St. Louis, Iron Mountain & Southern Railway Co. v. Williams

Hart, J.

On the 7th day of August, 1910, Ewan Williams, a boy nineteen years of age, bought a railroad ticket from Postelle, Arkansas, to Palmer station, a distance of two and a half miles. He boarded one of appellant’s trains at Postelle at about 9:50 o’clock A. M. He says that he had been up nearly all the night before, and was feverish when he boarded the train; that he had a sore hand and a sore leg, and immediately went to sleep; that he was asleep when the train reached Palmer station, and he did not hear the conductor call out the station, but some time later the conductor came around and waked him up; that he handed the conductor his ticket, and that the conductor pulled the bell cord, telling him that he had passed Palmer station, and would have to get off; that the train was then just pulling out of Pine City junction; that he got off the train right close to the end of the “Y” about two or three hundred yards north of Pine City junction; that Pine City is on a railroad that runs from Clarendon to Helena, and from Brinkley to Helena, and is about three miles from Palmer station; that he could have got a train back to Palmer station at seven o’clock that evening, but, instead of doing so, he walked back; that he had to stop and rest every now and then, and that it caused him pain to walk; that walking back caused the wound on his leg to inflame and get a whole lot worse; that he suffered a great deal on his way back, and became so sick that he had to go to bed.

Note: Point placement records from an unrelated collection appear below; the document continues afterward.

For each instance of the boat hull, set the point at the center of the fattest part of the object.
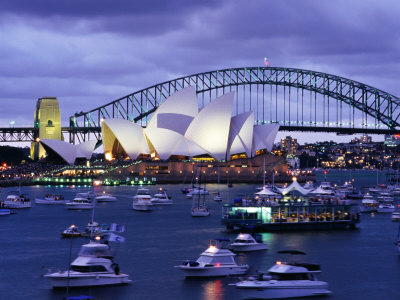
(282, 290)
(79, 206)
(162, 202)
(61, 280)
(246, 247)
(13, 204)
(213, 271)
(106, 199)
(4, 211)
(142, 207)
(200, 213)
(52, 202)
(386, 210)
(365, 209)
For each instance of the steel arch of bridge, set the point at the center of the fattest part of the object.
(296, 99)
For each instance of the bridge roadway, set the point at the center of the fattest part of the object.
(79, 134)
(29, 134)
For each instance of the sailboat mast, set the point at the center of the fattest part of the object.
(264, 174)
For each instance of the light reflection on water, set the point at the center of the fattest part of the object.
(157, 241)
(213, 290)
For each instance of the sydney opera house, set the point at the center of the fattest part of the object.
(179, 129)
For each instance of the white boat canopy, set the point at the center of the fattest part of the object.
(294, 186)
(321, 191)
(266, 192)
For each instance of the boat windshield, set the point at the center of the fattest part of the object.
(88, 269)
(98, 251)
(243, 241)
(290, 276)
(216, 259)
(143, 192)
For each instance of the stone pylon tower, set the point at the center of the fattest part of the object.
(48, 120)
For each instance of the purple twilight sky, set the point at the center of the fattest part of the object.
(88, 53)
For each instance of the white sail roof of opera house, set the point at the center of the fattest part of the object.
(264, 136)
(210, 128)
(123, 137)
(85, 149)
(69, 152)
(241, 134)
(181, 106)
(177, 127)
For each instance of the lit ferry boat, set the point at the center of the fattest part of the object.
(285, 216)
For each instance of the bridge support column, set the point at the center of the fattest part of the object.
(48, 122)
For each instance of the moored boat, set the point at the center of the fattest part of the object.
(396, 216)
(246, 242)
(94, 266)
(386, 208)
(142, 200)
(71, 231)
(51, 199)
(17, 200)
(104, 197)
(82, 201)
(285, 280)
(213, 262)
(161, 198)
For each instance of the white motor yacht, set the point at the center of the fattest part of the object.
(396, 216)
(17, 200)
(285, 280)
(246, 242)
(309, 185)
(161, 198)
(217, 197)
(386, 208)
(93, 267)
(368, 204)
(51, 199)
(142, 200)
(82, 201)
(95, 229)
(213, 262)
(200, 211)
(198, 191)
(5, 211)
(71, 231)
(104, 197)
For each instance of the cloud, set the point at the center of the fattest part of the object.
(89, 53)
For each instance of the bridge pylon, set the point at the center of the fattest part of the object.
(48, 122)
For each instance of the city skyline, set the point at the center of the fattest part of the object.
(89, 55)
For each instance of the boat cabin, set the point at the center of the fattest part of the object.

Plaintiff brought this suit against the appellant railroad company to recover damages. The jury returned a verdict for him in the sum of two hundred dollars. The railroad company has duly prosecuted an appeal.

Counsel for the appellant insist that the court erred in an instruction given in regard to the duty of the conductor to awaken a sleeping passenger when he reaches his destination. The views we shall hereinafter express render it unnecessary to consider this instruction.

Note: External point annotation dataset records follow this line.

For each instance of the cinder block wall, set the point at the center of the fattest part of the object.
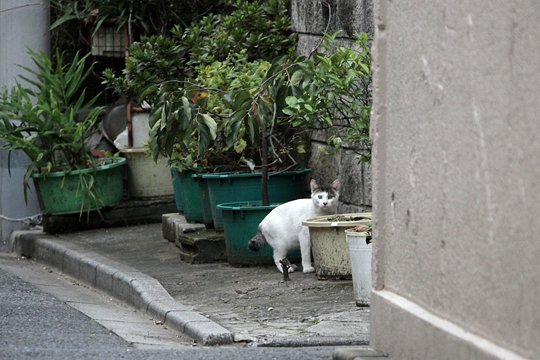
(310, 20)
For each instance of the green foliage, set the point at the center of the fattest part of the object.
(49, 118)
(150, 62)
(148, 17)
(331, 91)
(261, 28)
(227, 60)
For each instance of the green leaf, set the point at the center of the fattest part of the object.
(292, 101)
(211, 125)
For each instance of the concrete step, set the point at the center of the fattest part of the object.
(196, 243)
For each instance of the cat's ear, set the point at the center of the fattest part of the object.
(313, 185)
(336, 185)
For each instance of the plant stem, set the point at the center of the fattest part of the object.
(264, 169)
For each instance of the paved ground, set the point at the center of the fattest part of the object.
(254, 303)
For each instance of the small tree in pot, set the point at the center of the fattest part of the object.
(50, 120)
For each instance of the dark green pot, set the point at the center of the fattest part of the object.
(61, 193)
(233, 187)
(240, 223)
(195, 198)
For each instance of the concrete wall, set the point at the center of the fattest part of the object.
(456, 179)
(23, 23)
(310, 20)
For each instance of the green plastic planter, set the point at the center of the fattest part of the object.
(60, 193)
(196, 206)
(234, 187)
(240, 222)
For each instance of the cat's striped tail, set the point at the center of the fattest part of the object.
(257, 242)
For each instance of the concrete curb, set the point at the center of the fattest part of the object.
(121, 281)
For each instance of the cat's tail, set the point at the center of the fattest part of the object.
(257, 242)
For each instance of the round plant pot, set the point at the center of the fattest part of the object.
(241, 220)
(234, 187)
(196, 205)
(360, 254)
(328, 243)
(62, 193)
(146, 178)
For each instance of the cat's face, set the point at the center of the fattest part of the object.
(325, 197)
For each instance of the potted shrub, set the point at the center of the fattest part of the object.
(149, 63)
(359, 241)
(202, 124)
(49, 119)
(329, 90)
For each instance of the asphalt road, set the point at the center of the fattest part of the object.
(39, 320)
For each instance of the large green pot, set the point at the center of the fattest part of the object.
(62, 193)
(195, 198)
(240, 223)
(234, 187)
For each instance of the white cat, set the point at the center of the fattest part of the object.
(283, 230)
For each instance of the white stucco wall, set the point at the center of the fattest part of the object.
(23, 24)
(456, 182)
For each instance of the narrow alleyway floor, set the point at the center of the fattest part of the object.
(252, 302)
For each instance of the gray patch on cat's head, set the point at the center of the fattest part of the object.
(325, 198)
(332, 189)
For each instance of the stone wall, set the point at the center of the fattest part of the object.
(310, 20)
(456, 180)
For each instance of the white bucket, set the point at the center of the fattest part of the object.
(360, 254)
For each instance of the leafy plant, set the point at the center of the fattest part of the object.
(227, 57)
(49, 117)
(331, 91)
(261, 28)
(148, 17)
(151, 62)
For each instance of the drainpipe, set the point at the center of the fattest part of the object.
(23, 24)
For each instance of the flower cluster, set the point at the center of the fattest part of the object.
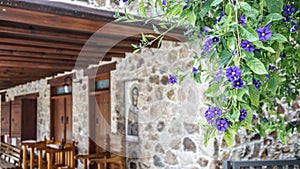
(213, 117)
(233, 74)
(288, 12)
(253, 45)
(243, 114)
(256, 83)
(246, 45)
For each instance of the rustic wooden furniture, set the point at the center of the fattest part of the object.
(99, 103)
(19, 118)
(60, 156)
(115, 153)
(10, 156)
(33, 153)
(61, 110)
(23, 119)
(5, 120)
(290, 164)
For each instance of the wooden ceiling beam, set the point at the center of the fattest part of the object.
(74, 24)
(58, 67)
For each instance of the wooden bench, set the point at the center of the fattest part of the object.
(268, 164)
(11, 156)
(113, 155)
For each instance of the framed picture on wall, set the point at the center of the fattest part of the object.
(132, 91)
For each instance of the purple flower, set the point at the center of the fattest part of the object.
(210, 116)
(238, 83)
(206, 29)
(272, 67)
(219, 75)
(228, 121)
(195, 70)
(269, 25)
(222, 124)
(243, 114)
(294, 27)
(233, 53)
(221, 16)
(256, 83)
(283, 55)
(242, 20)
(246, 45)
(216, 39)
(207, 45)
(216, 111)
(186, 6)
(286, 19)
(233, 73)
(288, 10)
(264, 33)
(294, 122)
(172, 79)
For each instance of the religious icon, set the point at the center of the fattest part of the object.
(132, 111)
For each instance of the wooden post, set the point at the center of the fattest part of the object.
(24, 157)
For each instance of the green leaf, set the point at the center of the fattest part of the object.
(275, 16)
(228, 137)
(274, 6)
(259, 44)
(278, 37)
(155, 29)
(274, 82)
(204, 10)
(225, 57)
(210, 132)
(256, 65)
(159, 41)
(216, 2)
(192, 18)
(213, 91)
(248, 33)
(228, 9)
(142, 8)
(254, 95)
(241, 92)
(248, 10)
(231, 43)
(136, 51)
(176, 10)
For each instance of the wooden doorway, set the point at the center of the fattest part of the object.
(61, 109)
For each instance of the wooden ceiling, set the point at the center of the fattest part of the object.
(41, 39)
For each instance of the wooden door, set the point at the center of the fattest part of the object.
(99, 120)
(61, 107)
(59, 118)
(5, 118)
(16, 116)
(68, 117)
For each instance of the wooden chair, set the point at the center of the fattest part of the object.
(61, 157)
(33, 154)
(115, 150)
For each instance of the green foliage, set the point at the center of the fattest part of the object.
(280, 52)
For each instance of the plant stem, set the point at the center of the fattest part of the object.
(238, 35)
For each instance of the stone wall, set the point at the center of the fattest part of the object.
(168, 116)
(43, 103)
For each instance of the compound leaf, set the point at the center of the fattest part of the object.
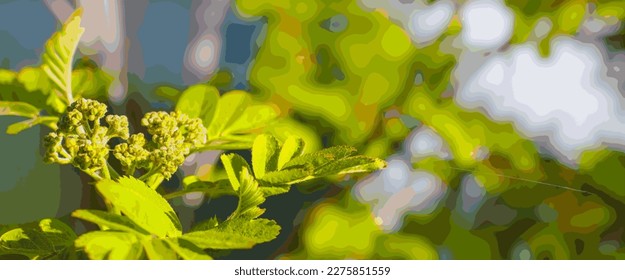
(142, 205)
(109, 220)
(265, 151)
(234, 164)
(59, 54)
(235, 234)
(186, 249)
(45, 237)
(110, 245)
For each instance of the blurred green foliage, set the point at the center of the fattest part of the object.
(356, 76)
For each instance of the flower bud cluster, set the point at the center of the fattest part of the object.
(174, 136)
(82, 140)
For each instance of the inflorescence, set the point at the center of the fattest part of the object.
(82, 140)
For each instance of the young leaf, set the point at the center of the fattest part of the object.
(258, 230)
(187, 250)
(218, 239)
(199, 101)
(112, 221)
(293, 147)
(229, 108)
(274, 190)
(254, 116)
(320, 158)
(348, 165)
(158, 249)
(110, 245)
(235, 234)
(14, 108)
(210, 189)
(142, 205)
(59, 54)
(287, 176)
(39, 238)
(234, 164)
(250, 197)
(264, 155)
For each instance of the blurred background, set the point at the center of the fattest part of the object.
(502, 121)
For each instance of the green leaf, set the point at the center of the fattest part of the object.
(186, 249)
(230, 107)
(206, 224)
(320, 158)
(26, 124)
(287, 176)
(264, 155)
(158, 249)
(199, 101)
(234, 164)
(254, 117)
(250, 197)
(59, 55)
(14, 108)
(210, 189)
(112, 221)
(349, 165)
(275, 190)
(45, 237)
(218, 239)
(110, 245)
(235, 234)
(142, 205)
(292, 147)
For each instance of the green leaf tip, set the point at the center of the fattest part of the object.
(141, 204)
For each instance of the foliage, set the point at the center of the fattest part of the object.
(328, 72)
(365, 79)
(139, 221)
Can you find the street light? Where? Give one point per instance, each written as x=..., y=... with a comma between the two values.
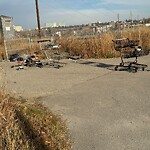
x=38, y=18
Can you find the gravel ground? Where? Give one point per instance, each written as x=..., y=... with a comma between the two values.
x=104, y=109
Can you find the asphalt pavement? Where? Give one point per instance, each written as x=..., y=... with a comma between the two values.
x=104, y=109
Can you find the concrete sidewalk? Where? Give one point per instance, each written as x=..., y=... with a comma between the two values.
x=104, y=109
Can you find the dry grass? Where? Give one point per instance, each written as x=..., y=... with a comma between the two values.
x=90, y=47
x=102, y=46
x=30, y=127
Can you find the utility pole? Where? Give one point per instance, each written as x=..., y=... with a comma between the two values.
x=38, y=18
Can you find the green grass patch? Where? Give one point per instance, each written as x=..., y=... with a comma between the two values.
x=31, y=127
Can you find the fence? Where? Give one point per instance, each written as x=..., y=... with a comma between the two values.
x=19, y=46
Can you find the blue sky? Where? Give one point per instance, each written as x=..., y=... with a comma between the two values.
x=73, y=12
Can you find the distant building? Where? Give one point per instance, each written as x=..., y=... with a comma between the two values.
x=54, y=24
x=18, y=28
x=6, y=27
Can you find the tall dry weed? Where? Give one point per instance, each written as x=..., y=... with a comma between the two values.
x=101, y=46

Counsel for the appellee in their brief claim that the action is based on the wrongful ejection of appellee at a point other than a usual stopping place on appellant’s line of railroad, and we shall so consider the case. Section 6591 of Kirby’s Digest is as follows: “If any passenger shall refuse to pay his fare or toll, it shall be lawful for the conductor of the train and the servants of the corporation to put him out of the cars at any usual stopping place the conductor shall select. ”

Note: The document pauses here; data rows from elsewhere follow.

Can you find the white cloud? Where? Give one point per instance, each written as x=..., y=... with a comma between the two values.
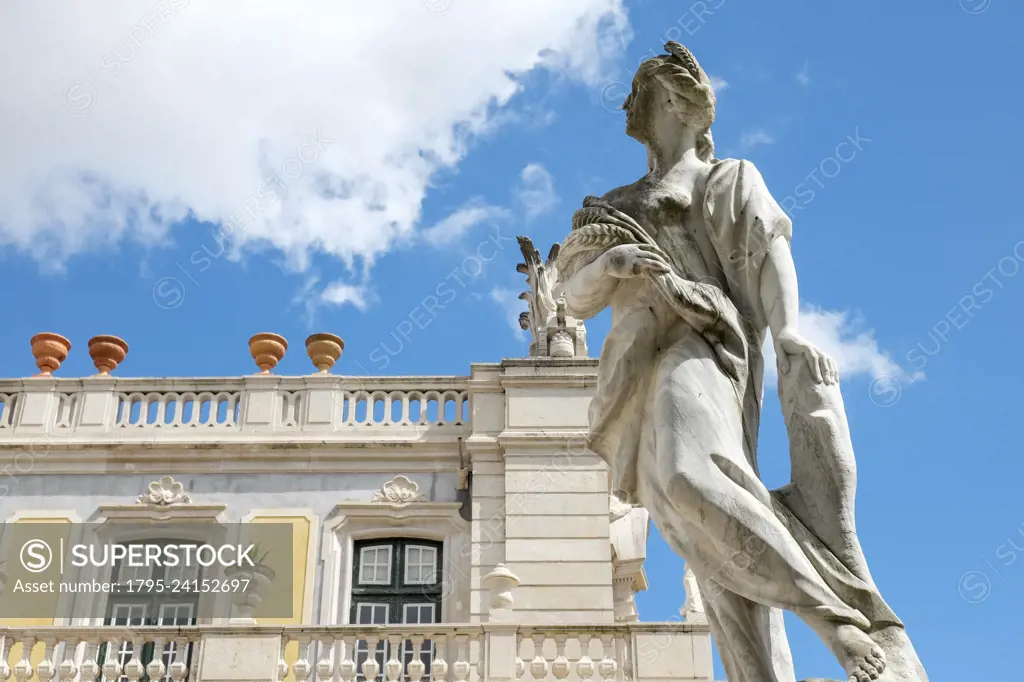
x=804, y=76
x=456, y=224
x=339, y=293
x=129, y=118
x=511, y=305
x=537, y=190
x=754, y=138
x=718, y=84
x=844, y=338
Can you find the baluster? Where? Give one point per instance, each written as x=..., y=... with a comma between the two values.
x=156, y=669
x=585, y=667
x=179, y=666
x=560, y=666
x=5, y=644
x=539, y=666
x=23, y=669
x=520, y=665
x=68, y=669
x=407, y=411
x=195, y=641
x=371, y=669
x=112, y=667
x=439, y=667
x=302, y=668
x=607, y=668
x=393, y=667
x=90, y=663
x=347, y=668
x=416, y=667
x=46, y=671
x=325, y=667
x=282, y=662
x=461, y=667
x=134, y=669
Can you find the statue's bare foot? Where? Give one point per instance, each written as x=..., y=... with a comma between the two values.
x=861, y=658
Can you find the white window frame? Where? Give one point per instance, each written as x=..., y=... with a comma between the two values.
x=407, y=563
x=352, y=521
x=390, y=564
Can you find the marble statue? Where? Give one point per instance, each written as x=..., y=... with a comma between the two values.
x=694, y=261
x=554, y=333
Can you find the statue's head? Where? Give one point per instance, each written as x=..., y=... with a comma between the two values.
x=671, y=90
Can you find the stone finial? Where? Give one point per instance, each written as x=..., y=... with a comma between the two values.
x=692, y=610
x=107, y=352
x=324, y=349
x=554, y=333
x=49, y=350
x=501, y=582
x=398, y=491
x=267, y=349
x=165, y=493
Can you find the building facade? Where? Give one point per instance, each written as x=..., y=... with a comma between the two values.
x=410, y=527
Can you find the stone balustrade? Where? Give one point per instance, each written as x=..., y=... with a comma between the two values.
x=437, y=652
x=323, y=407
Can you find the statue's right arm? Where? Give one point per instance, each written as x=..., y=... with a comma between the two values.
x=590, y=290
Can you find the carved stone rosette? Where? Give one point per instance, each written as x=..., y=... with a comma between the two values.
x=165, y=493
x=398, y=491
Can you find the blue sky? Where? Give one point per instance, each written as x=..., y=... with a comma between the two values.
x=431, y=136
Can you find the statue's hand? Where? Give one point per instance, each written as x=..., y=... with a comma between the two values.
x=791, y=344
x=633, y=259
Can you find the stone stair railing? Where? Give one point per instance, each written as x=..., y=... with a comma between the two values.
x=96, y=409
x=439, y=652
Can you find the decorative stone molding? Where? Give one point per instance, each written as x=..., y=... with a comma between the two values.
x=399, y=491
x=555, y=334
x=628, y=533
x=164, y=493
x=500, y=583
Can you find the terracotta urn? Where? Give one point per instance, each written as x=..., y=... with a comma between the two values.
x=107, y=352
x=49, y=349
x=324, y=349
x=267, y=349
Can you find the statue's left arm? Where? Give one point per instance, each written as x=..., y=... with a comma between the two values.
x=752, y=236
x=780, y=300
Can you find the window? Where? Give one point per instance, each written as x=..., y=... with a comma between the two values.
x=143, y=605
x=396, y=581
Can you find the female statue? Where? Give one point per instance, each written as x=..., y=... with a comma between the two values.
x=694, y=261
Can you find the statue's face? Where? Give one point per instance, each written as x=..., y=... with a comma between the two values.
x=641, y=109
x=651, y=107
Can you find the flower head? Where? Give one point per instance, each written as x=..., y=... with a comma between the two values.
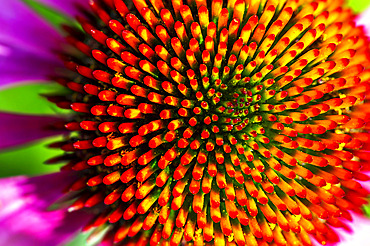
x=217, y=122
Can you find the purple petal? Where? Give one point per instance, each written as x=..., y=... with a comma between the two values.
x=18, y=129
x=364, y=20
x=69, y=7
x=28, y=45
x=24, y=218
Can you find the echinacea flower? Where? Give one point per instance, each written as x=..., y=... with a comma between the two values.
x=239, y=122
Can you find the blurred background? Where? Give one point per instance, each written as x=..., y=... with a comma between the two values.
x=26, y=99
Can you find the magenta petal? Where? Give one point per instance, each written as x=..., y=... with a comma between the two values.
x=28, y=45
x=69, y=7
x=16, y=129
x=24, y=218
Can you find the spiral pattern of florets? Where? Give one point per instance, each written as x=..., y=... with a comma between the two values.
x=218, y=122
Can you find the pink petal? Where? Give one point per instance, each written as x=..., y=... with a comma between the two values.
x=24, y=218
x=364, y=20
x=69, y=7
x=16, y=129
x=28, y=45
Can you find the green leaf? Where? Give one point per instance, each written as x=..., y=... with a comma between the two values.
x=359, y=6
x=29, y=159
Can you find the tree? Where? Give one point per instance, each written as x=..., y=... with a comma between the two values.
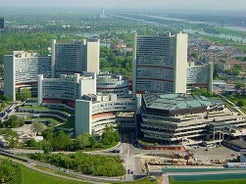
x=9, y=172
x=11, y=137
x=38, y=127
x=82, y=141
x=24, y=94
x=61, y=141
x=46, y=146
x=13, y=122
x=240, y=103
x=110, y=135
x=32, y=143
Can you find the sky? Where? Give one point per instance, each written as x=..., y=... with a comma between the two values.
x=165, y=4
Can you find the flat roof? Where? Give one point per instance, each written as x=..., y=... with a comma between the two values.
x=177, y=101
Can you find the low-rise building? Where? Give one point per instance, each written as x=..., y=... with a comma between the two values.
x=172, y=119
x=94, y=112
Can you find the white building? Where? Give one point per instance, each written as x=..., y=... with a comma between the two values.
x=67, y=88
x=75, y=57
x=160, y=64
x=112, y=84
x=21, y=70
x=200, y=76
x=94, y=112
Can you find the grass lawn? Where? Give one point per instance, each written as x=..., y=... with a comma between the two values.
x=30, y=176
x=145, y=180
x=243, y=181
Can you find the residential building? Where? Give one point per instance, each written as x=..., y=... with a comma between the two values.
x=160, y=63
x=21, y=70
x=65, y=89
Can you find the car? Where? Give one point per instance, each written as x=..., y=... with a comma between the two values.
x=114, y=151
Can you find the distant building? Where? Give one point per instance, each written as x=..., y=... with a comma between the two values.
x=75, y=57
x=21, y=70
x=160, y=64
x=94, y=112
x=65, y=89
x=200, y=76
x=2, y=24
x=227, y=64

Waiving the question of whether the putting off the train of the appellee in the yards of the appellant at a point two or three hundred yards from the station was the ejection of him at a point other than a usual stopping place, we shall consider the question of his measure of damages under the facts of the present case. The appellee did not prove any pecuniary loss to himself, and whatever personal injury he suffered was the result of his walk back to Palmer station. His action, as contended by his own counsel, is not based upon the fact that he was carried beyond his destination, but is predicated upon the alleged fact that he was put off the train at a point other than a usual stopping place. The proximate cause of his injury was being put off at a point other than a usual stopping place, and did not result from his action in walking back to Palmer station. This act on his part was not rendered necessary by his being put off the train. Hence we hold that the pain he suffered, and the injury he received as a consequence of his walk back to Palmer station was not competent evidence, and was prejudicial to the rights of the appellant.

If will be noted that counsel for appellee in their brief have abandoned any contention that appellee has a right to recover because he was carried beyond his destination, but claim that appellee is entitled to recover because he was put off the train at a point other than a usual stopping place. This is to concede that the railroad had a right to put him off at Pine City junction. But his counsel now contends that appellant put him off the train 200 or 300 yards beyond Pine City junction. They do not contend that any violence whatever was used in expelling him. His measure of damages, then, would be the actual injury to his person and the pecuniary loss proved to have been suffered by him in walking back to Pine City junction. He did not prove any appreciable amount of damages in either of these respects. St. Louis, I. M. & S. Ry. Co. v. Branch, 45 Ark. 524.

In any view of the case, either treating it as an action to recover damages because appellant wrongfully carried appellee beyond his destination, or as one for being put off the train at a point other than a usual stopping place, the court erred in giving the following instruction to the jury:

“With that, you are also instructed that if you believe from the testimony that the conductor knew that the boy was crippled or lame, and that when he passed beyond his station he stopped the train and ejected him or put him off and refused to take him on, and that the plaintiff was damaged by being put off, then he would be entitled to recover whatever the testimony shows he was damaged and for the pain and suffering caused by the aggravation of the walk.”

The instruction is faulty because it in effect tells the jury that, if the conductor knew that Ewan Williams was crippled or lame, he did not have the right to put him off the train, regardless of the circumstances under which it was done. If the appellee was carried beyond his station, through no fault or carelessness on the part of appellant, certainly the appellant would not be required to carry him to the end of its line, but might put him off at any usual stopping place unless the appellee had elected to go further and had paid his fare to the point he elected to be carried.

The judgment is reversed, and the cause is remanded for a new trial.